How High Availability Works
The Cisco EPN Manager high availability (HA) framework ensures continued system operation in case of failure. HA uses a pair of linked, synchronized Cisco EPN Manager servers to minimize or eliminate the impact of application or hardware failures that may take place on either server. Servers can fail due to issues in one or more of the following areas:
-
Application processes—Server, TFTP, FTP, and other process failures. You can view the status of these processes using the CLI ncs status command.
-
Database server—Database-related process failures (the database server runs as a service on Cisco EPN Manager).
-
Network—Problems with network access or reachability.
-
System—Problems with the server's physical hardware or operating system.
-
Virtual machine (if HA is running in a VM environment)—Problems with the VM environment on which the primary and secondary servers are installed.
The following figure shows the main components and process flows for an HA setup.
An HA deployment consists of a primary and a secondary server with Health Monitor (HM) instances (running as an application process) on both servers. When the primary server fails (either automatically or because it is manually stopped), the secondary server takes over and manages the network while you restore access to the primary server. If the deployment is configured for automatic failover, the secondary server takes over the active role within two to three minutes after the failover. This HA is based on the active/passive or cold standby model of operation. Because it is not a clustered system, when the primary server fails, the sessions are not preserved in the secondary server.

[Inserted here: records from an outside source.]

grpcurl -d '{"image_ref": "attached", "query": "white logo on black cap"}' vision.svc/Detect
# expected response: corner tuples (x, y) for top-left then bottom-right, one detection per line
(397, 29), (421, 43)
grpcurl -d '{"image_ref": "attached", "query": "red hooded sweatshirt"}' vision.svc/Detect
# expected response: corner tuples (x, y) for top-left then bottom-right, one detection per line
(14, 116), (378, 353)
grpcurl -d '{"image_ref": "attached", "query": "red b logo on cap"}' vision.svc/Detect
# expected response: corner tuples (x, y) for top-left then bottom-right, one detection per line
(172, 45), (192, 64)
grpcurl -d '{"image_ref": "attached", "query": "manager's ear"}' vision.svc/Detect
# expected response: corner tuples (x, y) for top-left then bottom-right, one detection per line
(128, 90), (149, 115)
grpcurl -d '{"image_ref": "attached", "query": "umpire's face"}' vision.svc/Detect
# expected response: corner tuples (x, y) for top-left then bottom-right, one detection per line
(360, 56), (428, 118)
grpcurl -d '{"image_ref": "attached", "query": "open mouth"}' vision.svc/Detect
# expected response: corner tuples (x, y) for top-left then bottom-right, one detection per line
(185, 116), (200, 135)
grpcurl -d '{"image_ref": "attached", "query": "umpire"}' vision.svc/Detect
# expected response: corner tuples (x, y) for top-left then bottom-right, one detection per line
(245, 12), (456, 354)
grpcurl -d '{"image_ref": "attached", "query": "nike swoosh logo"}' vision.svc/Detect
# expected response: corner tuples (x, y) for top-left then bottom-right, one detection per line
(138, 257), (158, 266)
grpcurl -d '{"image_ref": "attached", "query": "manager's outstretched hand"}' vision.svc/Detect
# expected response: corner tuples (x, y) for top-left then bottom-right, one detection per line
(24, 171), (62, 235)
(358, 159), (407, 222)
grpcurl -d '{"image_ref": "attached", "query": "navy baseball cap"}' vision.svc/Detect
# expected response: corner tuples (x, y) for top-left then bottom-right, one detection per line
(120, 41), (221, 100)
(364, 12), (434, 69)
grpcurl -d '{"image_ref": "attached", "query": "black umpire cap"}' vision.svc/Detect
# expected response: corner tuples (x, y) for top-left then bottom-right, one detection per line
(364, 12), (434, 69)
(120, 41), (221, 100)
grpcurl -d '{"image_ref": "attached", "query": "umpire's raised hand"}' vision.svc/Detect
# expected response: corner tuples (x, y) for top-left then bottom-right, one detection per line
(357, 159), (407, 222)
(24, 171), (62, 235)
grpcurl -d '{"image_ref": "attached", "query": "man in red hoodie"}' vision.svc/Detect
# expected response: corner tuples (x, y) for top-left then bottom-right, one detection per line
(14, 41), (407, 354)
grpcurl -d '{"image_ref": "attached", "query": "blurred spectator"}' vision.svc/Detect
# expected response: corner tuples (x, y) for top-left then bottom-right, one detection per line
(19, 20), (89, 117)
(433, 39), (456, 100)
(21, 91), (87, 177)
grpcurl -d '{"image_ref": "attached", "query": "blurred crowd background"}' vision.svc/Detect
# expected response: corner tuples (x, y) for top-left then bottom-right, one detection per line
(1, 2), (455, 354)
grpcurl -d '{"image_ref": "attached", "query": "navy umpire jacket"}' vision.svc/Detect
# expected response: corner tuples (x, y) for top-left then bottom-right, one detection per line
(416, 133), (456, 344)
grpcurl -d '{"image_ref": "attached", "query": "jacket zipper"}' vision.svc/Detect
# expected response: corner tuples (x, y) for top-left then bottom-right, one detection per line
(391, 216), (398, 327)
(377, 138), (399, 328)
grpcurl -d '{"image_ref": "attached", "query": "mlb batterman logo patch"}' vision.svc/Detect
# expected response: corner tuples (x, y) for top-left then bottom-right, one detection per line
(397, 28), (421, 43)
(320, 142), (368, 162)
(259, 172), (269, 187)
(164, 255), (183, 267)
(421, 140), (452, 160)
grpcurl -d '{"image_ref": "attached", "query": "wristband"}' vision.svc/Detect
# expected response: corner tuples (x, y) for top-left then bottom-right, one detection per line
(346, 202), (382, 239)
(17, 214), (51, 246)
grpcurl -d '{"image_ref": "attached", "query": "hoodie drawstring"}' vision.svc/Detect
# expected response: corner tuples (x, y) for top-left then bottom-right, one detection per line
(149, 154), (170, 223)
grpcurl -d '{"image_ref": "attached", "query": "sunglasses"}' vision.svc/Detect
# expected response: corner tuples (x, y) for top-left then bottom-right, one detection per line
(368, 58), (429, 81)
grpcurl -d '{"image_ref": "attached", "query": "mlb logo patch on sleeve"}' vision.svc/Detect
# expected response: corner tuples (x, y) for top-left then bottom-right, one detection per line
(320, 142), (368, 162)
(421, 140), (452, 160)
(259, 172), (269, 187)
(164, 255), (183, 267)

When issues on the primary server are resolved and the server is in a running state, it remains in standby mode during which it begins syncing its data with the active secondary server. When the primary is available again, you can initiate a failback operation. When a failback is triggered, the primary server again takes over the active role. This role switching between the primary and secondary servers happens within two to three minutes.
Whenever the HA configuration determines that the primary server has changed, it synchronizes this change with the secondary server. These changes are of two types:
- File changes, which are
synchronized using the HTTPS protocol. This includes items such as report
configurations, configuration templates, TFTP-root directory, administration
settings, licensing files, and the key store. File synchronization is done:
- In batches, for files that are not updated frequently (such as license files). These files are synchronized once every 500 seconds.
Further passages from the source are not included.